Em defesa do Conanda

-

Em defesa do Conanda

Campanha defende importância do Conanda para a defesa dos direitos de crianças e adolescentes
Imprimir

Por Marina Almeida

Em setembro deste ano, o governo federal publicou um decreto cassando o mandato dos conselheiros eleitos democraticamente para o Conselho Nacional dos Direitos da Criança e do Adolescente (Conanda) e impondo regras que ameaçam seu funcionamento.

Para garantir que o Conanda continue um instrumento de defesa das crianças e adolescentes brasileiros e um espaço de participação da sociedade civil, o CENPEC Educação une-se a outras entidades na campanha Escute esse Conselho.

Leia aqui o Decreto nº 10.003, que alterou o Conanda


Proteção a crianças e adolescentes

Criar, cobrar e fiscalizar políticas, recursos e sistemas de garantia de direitos para essa população são as funções dos membros do Conanda.

Ao reduzir a frequência das reuniões do Conselho e a diversidade de sua composição, o decreto de setembro/2019 enfraquece a proteção às crianças e adolescentes, uma vez que, além de cassar os mandatos, ainda instituiu que a definição dos novos membros se dará por processo seletivo, reduzindo a transparência da escolha – não fica claro quais serão os critérios e quem fará a seleção.

A presidência do Conanda também passa a ser indicada e a ter um voto extra em caso de empate nas deliberações, e o número de conselheiros titulares passou de 28 para 18, sendo nove do Estado e nove da sociedade civil.

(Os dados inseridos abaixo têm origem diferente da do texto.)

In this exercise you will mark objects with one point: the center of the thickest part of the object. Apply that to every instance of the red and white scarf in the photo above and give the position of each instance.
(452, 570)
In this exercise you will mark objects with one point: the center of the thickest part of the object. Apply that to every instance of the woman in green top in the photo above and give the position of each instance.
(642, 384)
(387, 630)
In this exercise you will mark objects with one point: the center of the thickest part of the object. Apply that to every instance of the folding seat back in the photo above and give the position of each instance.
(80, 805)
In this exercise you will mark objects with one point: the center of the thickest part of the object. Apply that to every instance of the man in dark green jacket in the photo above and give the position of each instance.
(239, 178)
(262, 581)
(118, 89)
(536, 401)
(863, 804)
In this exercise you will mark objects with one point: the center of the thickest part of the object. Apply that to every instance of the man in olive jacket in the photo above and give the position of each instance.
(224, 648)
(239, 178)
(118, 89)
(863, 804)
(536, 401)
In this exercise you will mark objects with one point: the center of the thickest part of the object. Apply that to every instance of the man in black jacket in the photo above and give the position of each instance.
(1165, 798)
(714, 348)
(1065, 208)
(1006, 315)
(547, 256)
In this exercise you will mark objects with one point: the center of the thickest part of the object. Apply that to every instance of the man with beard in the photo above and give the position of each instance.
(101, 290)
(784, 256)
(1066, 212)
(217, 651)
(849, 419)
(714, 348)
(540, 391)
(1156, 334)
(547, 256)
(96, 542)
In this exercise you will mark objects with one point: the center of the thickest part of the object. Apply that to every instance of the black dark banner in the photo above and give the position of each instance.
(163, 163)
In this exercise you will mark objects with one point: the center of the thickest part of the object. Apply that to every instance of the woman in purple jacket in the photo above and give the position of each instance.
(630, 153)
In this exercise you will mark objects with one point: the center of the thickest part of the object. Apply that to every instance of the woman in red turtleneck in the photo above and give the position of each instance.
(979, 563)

Cada titular, além disso, tem um suplente.

Alexandre Isaac. Foto: Acervo CENPEC Educação.
Alexandre Isaac.
Foto: Acervo CENPEC Educação.

“O Conselho da Criança e do Adolescente nasce com o Estatuto da Criança e do Adolescente (ECA), no bojo da Constituição Federal de 1988. Todos os municípios, estados e a federação são obrigados a instituir seus Conselhos”, explica Alexandre Isaac, assessor de Relações Institucionais do CENPEC Educação.

Isaac, que presidiu o Conselho Municipal da Criança e do Adolescente de Guarulhos (SP) entre 1995 e 1996, explica que uma das funções dos Conselhos é proporcionar um instrumento para que a sociedade possa se contrapor, por exemplo, a uma política que não defenda os direitos das crianças e adolescentes previstos no ECA, promovendo um equilíbrio nas forças políticas.

Ele ressalta que esses Conselhos definem a destinação dos Fundos da Criança e do Adolescente, utilizado para a implantação de políticas públicas. Ouça a entrevista abaixo.

Por que existe o Conanda?
Qual a importância e quais as funções do Conanda?
O papel do Conanda na execução dos Fundos dos Direitos da Criança e do Adolescente.

Escute esse Conselho

Propostas legislativas no Congresso Nacional e ações judiciais no Supremo Tribunal Federal (STF) podem restaurar os mandatos dos conselheiros eleitos e possibilitar que o Conanda volte a funcionar conforme a lei.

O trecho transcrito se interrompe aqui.